We think of the age of colonialism as ending in the post-World War II era, but with a globalized economy, and enormous disparities of wealth between the West and the global South, the age of colonialism has simply continued in a different form. I am not so naïve as to think that globalization is an entirely negative phenomenon, but I think it is equally naïve not to consider the new, and in some ways more insidious challenges to the basic human rights of people living in the global South that globalization invites and encourages.

Our neo-con and libertarian friends believe it is the role of government to guarantee property rights and to enforce contracts, and that’s about it. But, as the action by the Cameroonian government evidences, it also falls to government to set limits to property rights and to monitor contracts which may or may not have been negotiated in good faith. Additionally, the idea of a group of African farmers having the capability to freely negotiate with a powerful multi-national corporation makes a mockery of the word “free” in the phrase “free market.” People who are in desperate living situations are not free. They cannot afford lawyers to advise them. They cannot attempt to buy off corrupt officials. Large Western multinational corporations have all these arrows in their quiver.

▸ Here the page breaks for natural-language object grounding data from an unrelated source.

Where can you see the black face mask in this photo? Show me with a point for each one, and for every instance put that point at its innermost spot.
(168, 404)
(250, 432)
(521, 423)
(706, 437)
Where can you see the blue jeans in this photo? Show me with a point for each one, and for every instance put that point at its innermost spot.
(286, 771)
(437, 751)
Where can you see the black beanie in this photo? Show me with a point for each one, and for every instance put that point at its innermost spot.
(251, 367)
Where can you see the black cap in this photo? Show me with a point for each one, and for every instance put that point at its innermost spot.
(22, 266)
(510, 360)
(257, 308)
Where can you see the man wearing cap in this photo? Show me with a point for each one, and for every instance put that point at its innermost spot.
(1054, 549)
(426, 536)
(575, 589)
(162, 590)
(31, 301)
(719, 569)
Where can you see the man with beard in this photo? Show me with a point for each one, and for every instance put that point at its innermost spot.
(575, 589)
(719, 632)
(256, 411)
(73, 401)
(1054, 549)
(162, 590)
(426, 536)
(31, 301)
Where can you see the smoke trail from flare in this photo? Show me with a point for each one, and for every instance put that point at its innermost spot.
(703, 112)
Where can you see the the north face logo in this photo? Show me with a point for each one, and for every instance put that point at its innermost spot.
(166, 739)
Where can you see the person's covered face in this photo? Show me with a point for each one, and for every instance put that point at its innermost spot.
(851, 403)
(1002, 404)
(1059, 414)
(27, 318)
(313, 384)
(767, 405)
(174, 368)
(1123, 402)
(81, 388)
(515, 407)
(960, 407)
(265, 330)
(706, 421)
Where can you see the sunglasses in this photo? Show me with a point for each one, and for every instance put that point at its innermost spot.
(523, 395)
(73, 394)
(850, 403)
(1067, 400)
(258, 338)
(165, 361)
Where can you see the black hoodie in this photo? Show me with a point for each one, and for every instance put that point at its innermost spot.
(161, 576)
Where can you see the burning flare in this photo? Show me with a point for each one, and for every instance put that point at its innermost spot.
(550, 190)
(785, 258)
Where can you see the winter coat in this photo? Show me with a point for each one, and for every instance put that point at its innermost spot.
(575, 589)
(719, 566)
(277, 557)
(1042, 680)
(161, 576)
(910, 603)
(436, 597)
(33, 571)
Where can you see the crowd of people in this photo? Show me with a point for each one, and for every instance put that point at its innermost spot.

Just as importantly, and here we see echoes of the ideological battles that afflict the U.S., it is the role of government to pursue the common good and sometimes that means putting limits on the power of concentrated wealth which seeks only its own profit. Pope Francis has been quite clear on this theme, encouraging political leaders to defend the common good and challenging those who shirk that responsibility.

The fight in Cameroon is little different from the basic political struggle that has shaped progressive politics in the United States. I have quoted this before, but it always bears repeating:

American democracy has come to accept the struggle among competing groups for the control of the state as a positive virtue – indeed, as the only foundation for liberty. The business community has been ordinarily the most powerful of these groups, and liberalism in America has been ordinarily the movement on the part of the other sections of society to restrain the power of the business community.

Arthur Schlesinger, Jr. wrote those words in his seminal book, “The Age of Jackson.” The government of Cameroon’s decision to halt the predatory activities of Herakles Farms stands in a long tradition, the tradition of “the movement on the part of other sections of society to restrain te power of the business community.” It is a proud tradition as well as a long one, and as Catholics and liberals, we should do everything in our power to see that tradition firmly planted in the soil of Africa and the global South. The Africa Faith & Justice Network is doing its part. Politically engaged Catholics must do theirs too, either by monitoring these issues or helping the AFJN to do so.